Resurgence presents a very different 2016 than we have in real life. Because of the events and discoveries of the original film, Earth is far more technologically advanced than ever before. We have an elaborate base on the moon and further installations as far away as Saturn. For 20 years, the world’s leaders have dreaded the return of the aliens who nearly wiped out humanity. There’s an awakening underway, heralded by the open celebrations of POW aliens from the first film. It’s largely up to hotshot space pilot Jake Morrison (Liam Hemsworth) and former president Thomas Whitmore’s daughter Patricia (Maika Monroe, subbing for the original’s Mae Whitman) to save the planet.
Will Smith’s heroic Steven Hiller is long dead and gone, with his stepson Dylan (Jesse Usher) also stepping up to the new challenge. As for the challenge of delivering a charismatic star turn, Usher falls short. So does Hemsworth, for that matter. The returning vets fare better, especially Spiner as Dr. Brakish Okun. After awakening from a 20-year coma, Dr. Okun realizes he has a psychic connection to the aliens. Spiner has a field day with the role, managing to wring laughs from even the laziest one-liners. His manic energy single-handedly infuses the film with a much-needed sense of urgency.
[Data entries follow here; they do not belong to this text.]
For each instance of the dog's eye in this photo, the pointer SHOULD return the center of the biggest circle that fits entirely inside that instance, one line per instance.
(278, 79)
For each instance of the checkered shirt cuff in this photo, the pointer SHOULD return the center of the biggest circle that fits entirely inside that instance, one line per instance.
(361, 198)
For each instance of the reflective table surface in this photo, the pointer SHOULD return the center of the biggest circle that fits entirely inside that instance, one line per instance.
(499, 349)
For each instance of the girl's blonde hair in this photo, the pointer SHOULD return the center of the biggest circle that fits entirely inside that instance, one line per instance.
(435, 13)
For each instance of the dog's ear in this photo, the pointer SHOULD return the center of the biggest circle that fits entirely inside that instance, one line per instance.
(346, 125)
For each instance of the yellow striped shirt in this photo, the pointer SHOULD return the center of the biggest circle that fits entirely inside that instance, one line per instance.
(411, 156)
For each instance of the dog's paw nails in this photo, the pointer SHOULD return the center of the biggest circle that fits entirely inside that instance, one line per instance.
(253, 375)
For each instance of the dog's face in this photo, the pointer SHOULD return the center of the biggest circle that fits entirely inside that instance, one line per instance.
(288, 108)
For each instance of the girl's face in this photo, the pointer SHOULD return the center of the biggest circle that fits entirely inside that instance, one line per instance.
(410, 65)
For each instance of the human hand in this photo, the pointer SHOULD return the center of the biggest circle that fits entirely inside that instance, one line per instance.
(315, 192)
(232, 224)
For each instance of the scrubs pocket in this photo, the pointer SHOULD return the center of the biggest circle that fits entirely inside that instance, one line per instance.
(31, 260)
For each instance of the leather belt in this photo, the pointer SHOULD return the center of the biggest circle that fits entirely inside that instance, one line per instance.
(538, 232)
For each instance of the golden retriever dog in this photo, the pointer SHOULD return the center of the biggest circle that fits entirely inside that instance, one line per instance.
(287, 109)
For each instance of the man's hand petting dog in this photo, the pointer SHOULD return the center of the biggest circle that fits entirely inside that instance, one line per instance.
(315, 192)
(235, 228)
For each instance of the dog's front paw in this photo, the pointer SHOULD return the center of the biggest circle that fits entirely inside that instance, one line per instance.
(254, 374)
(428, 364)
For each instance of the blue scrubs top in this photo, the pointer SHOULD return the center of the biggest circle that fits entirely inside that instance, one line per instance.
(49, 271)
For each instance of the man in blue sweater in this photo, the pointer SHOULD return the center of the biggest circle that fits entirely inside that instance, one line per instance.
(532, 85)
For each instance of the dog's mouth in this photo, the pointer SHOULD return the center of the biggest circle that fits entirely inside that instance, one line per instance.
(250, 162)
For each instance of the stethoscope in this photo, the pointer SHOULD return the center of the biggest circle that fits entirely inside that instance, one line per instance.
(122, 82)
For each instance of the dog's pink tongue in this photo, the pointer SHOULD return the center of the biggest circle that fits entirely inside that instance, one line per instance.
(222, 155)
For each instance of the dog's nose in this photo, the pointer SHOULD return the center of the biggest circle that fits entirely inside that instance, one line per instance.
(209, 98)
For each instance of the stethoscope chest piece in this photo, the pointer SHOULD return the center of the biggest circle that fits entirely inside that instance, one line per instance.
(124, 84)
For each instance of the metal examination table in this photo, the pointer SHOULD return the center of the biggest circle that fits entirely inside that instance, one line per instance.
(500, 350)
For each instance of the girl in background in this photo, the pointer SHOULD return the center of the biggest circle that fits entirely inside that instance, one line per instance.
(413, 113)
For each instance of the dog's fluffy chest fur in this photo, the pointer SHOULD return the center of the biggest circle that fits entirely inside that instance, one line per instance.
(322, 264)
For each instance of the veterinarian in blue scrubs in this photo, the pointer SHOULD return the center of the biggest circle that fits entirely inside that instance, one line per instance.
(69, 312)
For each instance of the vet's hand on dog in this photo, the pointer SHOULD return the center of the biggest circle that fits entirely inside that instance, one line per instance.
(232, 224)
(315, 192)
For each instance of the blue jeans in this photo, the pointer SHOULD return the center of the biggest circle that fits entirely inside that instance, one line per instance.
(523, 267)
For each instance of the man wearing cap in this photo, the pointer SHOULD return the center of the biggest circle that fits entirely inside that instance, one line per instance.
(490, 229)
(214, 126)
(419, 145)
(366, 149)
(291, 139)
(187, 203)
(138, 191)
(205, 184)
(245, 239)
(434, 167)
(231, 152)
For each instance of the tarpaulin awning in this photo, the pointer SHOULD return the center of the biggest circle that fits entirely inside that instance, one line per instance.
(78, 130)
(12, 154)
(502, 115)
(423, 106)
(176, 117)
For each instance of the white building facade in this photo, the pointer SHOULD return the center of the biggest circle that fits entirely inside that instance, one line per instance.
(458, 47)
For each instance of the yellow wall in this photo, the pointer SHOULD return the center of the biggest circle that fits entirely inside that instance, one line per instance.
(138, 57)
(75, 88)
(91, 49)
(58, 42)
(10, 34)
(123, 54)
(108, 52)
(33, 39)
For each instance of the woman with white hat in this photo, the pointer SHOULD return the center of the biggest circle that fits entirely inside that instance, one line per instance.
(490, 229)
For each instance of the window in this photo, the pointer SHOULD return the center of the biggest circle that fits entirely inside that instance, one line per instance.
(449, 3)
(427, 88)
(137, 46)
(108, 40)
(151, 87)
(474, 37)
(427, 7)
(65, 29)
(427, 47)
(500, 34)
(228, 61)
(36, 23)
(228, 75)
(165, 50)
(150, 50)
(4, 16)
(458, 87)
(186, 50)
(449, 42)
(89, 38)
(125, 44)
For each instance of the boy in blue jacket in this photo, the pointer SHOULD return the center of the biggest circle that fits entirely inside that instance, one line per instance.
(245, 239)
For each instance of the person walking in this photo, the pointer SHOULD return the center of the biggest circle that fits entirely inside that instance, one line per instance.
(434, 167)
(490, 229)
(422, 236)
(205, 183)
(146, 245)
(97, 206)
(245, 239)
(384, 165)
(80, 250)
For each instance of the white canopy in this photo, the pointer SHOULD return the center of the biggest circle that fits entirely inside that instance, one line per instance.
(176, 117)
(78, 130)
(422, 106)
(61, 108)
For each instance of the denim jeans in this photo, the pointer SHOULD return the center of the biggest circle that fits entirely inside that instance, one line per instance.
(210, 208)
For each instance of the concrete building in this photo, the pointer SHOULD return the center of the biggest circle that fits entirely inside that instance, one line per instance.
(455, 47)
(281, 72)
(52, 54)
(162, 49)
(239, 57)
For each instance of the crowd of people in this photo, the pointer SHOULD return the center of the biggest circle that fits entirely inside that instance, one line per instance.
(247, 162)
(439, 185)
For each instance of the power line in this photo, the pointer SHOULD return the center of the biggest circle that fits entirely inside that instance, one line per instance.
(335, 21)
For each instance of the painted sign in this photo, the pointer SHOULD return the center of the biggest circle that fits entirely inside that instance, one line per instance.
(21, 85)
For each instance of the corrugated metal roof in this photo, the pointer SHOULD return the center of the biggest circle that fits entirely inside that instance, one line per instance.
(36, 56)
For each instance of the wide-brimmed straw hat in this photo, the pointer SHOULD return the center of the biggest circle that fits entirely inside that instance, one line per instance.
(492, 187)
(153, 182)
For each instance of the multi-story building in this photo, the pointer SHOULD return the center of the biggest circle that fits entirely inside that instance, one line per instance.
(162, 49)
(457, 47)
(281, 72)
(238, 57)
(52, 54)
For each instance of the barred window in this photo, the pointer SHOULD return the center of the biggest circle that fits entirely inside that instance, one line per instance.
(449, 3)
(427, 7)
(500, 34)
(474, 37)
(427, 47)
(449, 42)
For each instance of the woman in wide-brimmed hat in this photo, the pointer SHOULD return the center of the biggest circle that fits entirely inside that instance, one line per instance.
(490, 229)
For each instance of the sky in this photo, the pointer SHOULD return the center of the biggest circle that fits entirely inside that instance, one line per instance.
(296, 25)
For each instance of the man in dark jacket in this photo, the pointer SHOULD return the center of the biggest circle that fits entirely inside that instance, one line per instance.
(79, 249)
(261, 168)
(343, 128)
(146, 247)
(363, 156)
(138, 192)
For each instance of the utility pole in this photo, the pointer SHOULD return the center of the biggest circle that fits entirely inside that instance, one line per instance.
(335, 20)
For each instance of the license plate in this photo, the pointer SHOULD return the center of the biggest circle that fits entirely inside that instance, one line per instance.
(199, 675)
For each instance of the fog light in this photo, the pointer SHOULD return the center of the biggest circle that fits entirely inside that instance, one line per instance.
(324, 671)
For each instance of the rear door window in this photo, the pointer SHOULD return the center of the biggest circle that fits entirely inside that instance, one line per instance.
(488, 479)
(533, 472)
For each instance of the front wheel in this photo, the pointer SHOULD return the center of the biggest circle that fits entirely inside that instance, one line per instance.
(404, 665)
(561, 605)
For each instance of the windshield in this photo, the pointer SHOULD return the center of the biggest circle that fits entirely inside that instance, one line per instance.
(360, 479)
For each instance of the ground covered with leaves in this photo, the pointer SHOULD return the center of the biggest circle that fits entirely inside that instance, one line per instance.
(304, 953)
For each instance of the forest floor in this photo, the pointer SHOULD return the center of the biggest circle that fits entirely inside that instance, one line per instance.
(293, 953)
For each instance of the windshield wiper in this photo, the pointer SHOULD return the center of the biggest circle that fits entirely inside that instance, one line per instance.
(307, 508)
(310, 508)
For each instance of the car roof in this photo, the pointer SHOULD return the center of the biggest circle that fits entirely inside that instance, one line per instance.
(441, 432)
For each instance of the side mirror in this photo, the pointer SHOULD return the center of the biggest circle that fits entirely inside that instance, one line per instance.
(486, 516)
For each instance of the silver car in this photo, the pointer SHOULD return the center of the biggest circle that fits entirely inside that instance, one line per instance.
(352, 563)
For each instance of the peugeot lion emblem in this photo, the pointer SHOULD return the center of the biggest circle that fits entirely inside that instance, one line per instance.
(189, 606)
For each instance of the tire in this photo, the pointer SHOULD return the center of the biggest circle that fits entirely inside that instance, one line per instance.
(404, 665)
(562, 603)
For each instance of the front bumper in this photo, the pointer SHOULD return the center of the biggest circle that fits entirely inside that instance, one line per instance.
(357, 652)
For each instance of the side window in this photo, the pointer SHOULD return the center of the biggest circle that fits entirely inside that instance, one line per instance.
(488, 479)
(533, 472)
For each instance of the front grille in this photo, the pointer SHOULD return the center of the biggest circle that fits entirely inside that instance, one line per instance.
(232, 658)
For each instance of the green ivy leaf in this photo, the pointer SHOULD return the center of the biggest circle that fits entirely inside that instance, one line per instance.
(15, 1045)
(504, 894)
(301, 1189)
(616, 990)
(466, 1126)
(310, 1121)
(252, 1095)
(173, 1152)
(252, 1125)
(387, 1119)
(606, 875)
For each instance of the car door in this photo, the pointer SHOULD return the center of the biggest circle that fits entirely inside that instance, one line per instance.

In the end, Resurgence honestly feels like a two-hour setup for a more interesting, intergalactic sequel. In one of the film’s cleverer twists (come to think of it, one of its only twists), Earthlings are introduced to a new ally that might be the key to defeating the alien invaders forever. But it arrives too late in the film, promising far more than it can deliver. In fact, the film’s jarringly abrupt ending (arguably it’s most damning element in terms of low audience reaction) is literally a tease of what could potentially be a more exciting, expansive adventure than what we get here.